Trading was subdued for the most part, with the dollar steadying against the yen ahead of April U.S. retail sales data due out later in the day, as well as a speech from Federal Reserve Chairman Ben Bernanke.
Tech stocks rose following news that Hewlett-Packard is close to a deal to buy Electronic Data Systems for up to $13 billion. Hopes of higher business spending on technology also help lift the sector after BlackBerry maker Research in Motion introduced a new product.
Tokyo's Nikkei 225 Average climbed 1.5 percent for a second day of gains as investors sought out Nikon and other shares with good results, while exporters gained as the dollar rose. Shares of Fujitsu finished up 13 percent after the electronics group on Monday forecast annual net profit to more than double this year, helped by gains in IT outsourcing and its consulting business.

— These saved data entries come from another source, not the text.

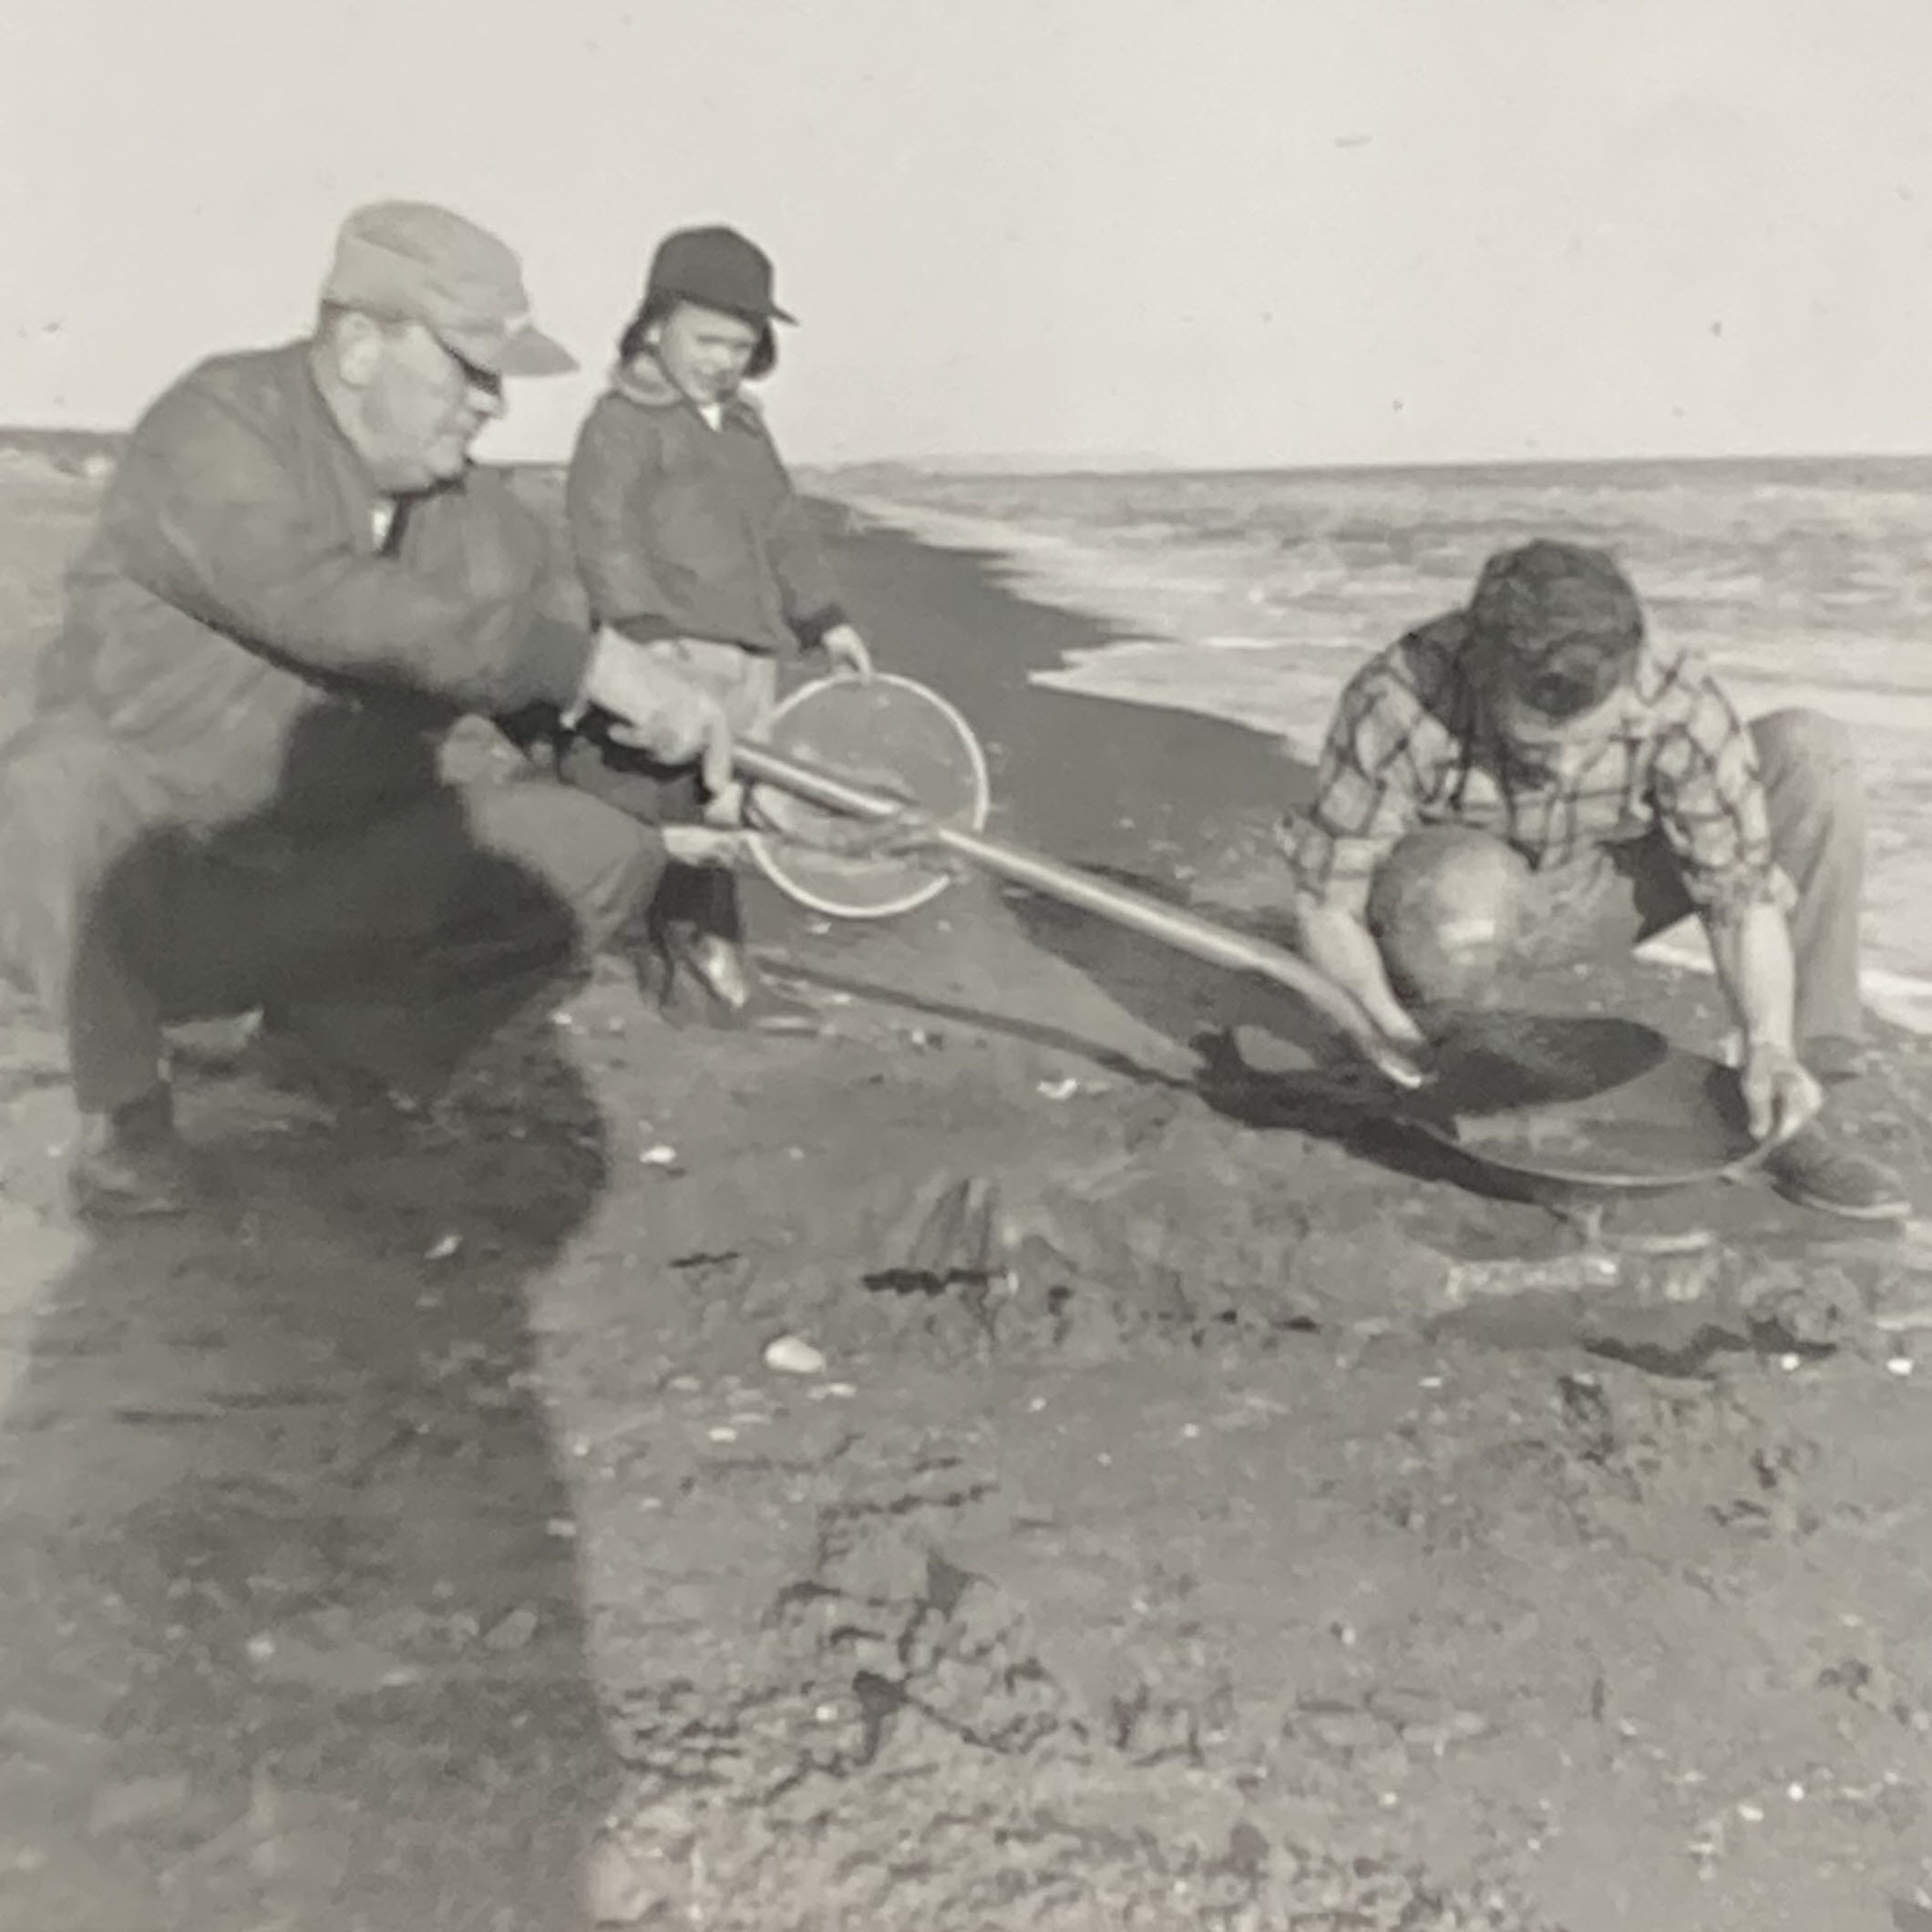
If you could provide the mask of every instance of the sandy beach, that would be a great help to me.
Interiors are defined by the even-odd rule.
[[[0,474],[9,718],[94,488]],[[1273,738],[1040,690],[1107,633],[824,515],[999,828],[1266,929]],[[753,908],[828,1038],[611,961],[379,1142],[216,1057],[223,1204],[111,1236],[6,1010],[0,1932],[1932,1927],[1925,1219],[1598,1224],[985,881]]]

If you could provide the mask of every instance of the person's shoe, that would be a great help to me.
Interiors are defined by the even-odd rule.
[[[240,1072],[254,1051],[260,1013],[192,1020],[168,1029],[168,1064],[176,1074],[224,1079]]]
[[[1854,1221],[1903,1221],[1912,1212],[1896,1174],[1816,1125],[1767,1155],[1764,1173],[1786,1200],[1823,1214]]]
[[[1818,1033],[1798,1049],[1798,1058],[1821,1086],[1843,1086],[1871,1071],[1872,1053],[1863,1040],[1845,1033]]]
[[[728,940],[667,935],[660,941],[663,971],[660,1009],[675,1026],[702,1025],[763,1033],[825,1031],[823,1016],[787,998],[751,972]]]
[[[186,1143],[175,1132],[168,1089],[111,1113],[81,1117],[67,1173],[74,1210],[88,1220],[153,1220],[190,1213],[200,1187]]]

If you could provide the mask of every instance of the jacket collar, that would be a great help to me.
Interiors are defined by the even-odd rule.
[[[697,405],[664,374],[653,355],[640,355],[636,361],[619,363],[611,372],[611,394],[635,403],[640,409],[689,409]],[[749,424],[760,421],[758,406],[741,389],[724,404],[724,420]]]

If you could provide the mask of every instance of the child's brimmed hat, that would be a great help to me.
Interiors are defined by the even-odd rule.
[[[746,322],[796,323],[773,294],[771,257],[735,228],[681,228],[658,244],[644,283],[653,308],[695,303]]]

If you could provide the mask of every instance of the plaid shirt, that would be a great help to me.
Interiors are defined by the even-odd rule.
[[[1350,680],[1305,814],[1282,827],[1300,890],[1360,913],[1417,826],[1505,840],[1543,872],[1661,831],[1707,918],[1788,903],[1751,733],[1708,665],[1646,641],[1622,719],[1571,768],[1534,769],[1488,722],[1468,625],[1412,632]]]

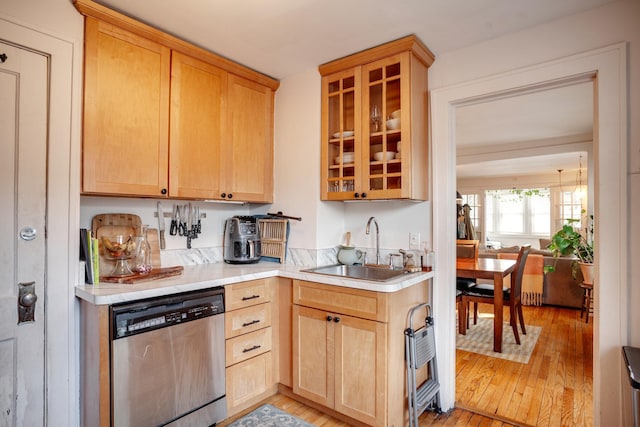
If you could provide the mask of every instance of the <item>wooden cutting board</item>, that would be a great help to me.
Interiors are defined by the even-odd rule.
[[[135,273],[130,276],[103,276],[100,277],[100,281],[107,283],[123,283],[133,285],[140,282],[147,282],[149,280],[179,276],[183,271],[184,267],[181,265],[176,267],[154,268],[147,274]]]
[[[136,227],[130,225],[105,225],[104,227],[98,227],[94,232],[94,236],[100,239],[102,236],[115,236],[116,234],[123,234],[125,236],[135,236],[138,233]]]
[[[100,250],[100,280],[105,275],[108,275],[113,271],[115,261],[109,260],[104,256],[104,249],[102,248],[102,236],[114,236],[116,234],[123,234],[125,236],[135,236],[138,234],[137,227],[133,225],[104,225],[98,227],[94,235],[98,239],[98,247]],[[155,228],[147,229],[147,240],[149,246],[151,246],[151,265],[154,268],[160,268],[160,242],[158,241],[158,230]],[[132,263],[129,263],[129,268],[132,267]]]
[[[96,215],[91,220],[91,231],[93,231],[93,235],[95,236],[98,228],[106,225],[125,225],[135,227],[136,230],[140,230],[142,220],[138,215],[128,213],[109,213]]]

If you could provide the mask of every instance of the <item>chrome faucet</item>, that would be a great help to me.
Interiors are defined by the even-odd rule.
[[[376,264],[380,265],[380,228],[378,227],[378,221],[376,221],[374,217],[369,218],[369,221],[367,221],[367,228],[365,230],[365,233],[369,234],[372,221],[376,225]]]
[[[402,255],[402,266],[404,267],[407,264],[407,251],[404,249],[399,249],[400,255]]]

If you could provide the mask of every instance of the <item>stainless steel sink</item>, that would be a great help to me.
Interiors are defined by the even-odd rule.
[[[324,267],[301,270],[306,273],[326,274],[329,276],[346,277],[349,279],[370,280],[373,282],[386,282],[396,277],[407,274],[403,270],[391,270],[390,268],[369,267],[361,265],[327,265]]]

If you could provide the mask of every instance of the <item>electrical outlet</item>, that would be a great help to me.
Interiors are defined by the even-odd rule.
[[[420,249],[420,233],[409,233],[409,249]]]

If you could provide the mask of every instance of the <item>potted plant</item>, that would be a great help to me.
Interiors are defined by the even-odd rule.
[[[551,236],[549,249],[553,256],[575,255],[578,258],[577,264],[582,271],[585,283],[593,283],[593,215],[589,217],[590,224],[585,229],[585,234],[576,231],[573,224],[576,219],[567,219],[567,223]],[[554,265],[545,266],[544,272],[554,271]]]

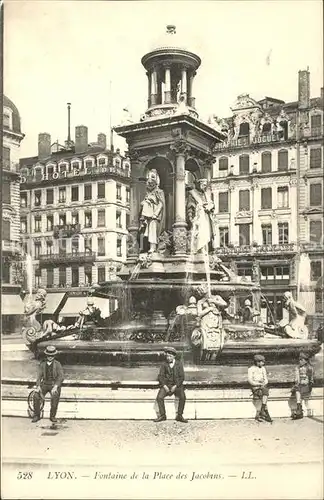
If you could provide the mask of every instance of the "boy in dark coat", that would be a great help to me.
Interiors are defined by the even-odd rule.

Seoul shares closed 1 percent higher with gains by steel makers on expectations of further steel price hikes outweighing losses by shipbuilders on worries about rising raw material prices and economic slowdown. Techs such as Samsung Electronics climbed, tracking higher U.S. peers.
Australian shares slipped 0.3 percent, ending a three-day winning streak, as weaker commodity prices pressured resource firms, though St George Bank surged on an A$18.6 billion ($17.6 billion) offer from Westpac Banking Corp.
Hong Kong stocks rose 2 percent, led by HSBC Holdings after it posted better-than-expected results, while investors expected the market impact of an earthquake in southwest China to be limited. PICC Property and Casualty Co, China's largest non-life underwriter, fell after the earthquake, but the country's top cement maker Anhui Conch jumped 5.5 percent. Companies based in China's Sichuan province or nearby Chongqing city, including Sichuan Expressway, Dongfang Electrical and Chongqing Iron & Steel, were suspended after the earthquake.
Singapore's Straits Times Index moved higher with Wilmar International gaining 1.2 percent after the firm posted a seven-fold jump in first-quarter net profit, on high palm oil prices and sales and said that it was optimistic on the outlook.
China's Shanghai Composite Index was 1.8 percent lower, led by banking stocks on uncertainty following a deadly earthquake in southwest China on Monday and the central bank's announcement of the fourth bank reserve ratio hike this year. China Life Insurance fell 4.7 percent.
China's two main stock exchanges suspended share trade in 66 companies from southwest China's Sichuan Province and Chongqing Municipality, the official Shanghai Securities News said. It said 45 shares would be suspended on the Shanghai stock exchange and 21 on the Shenzhen exchange.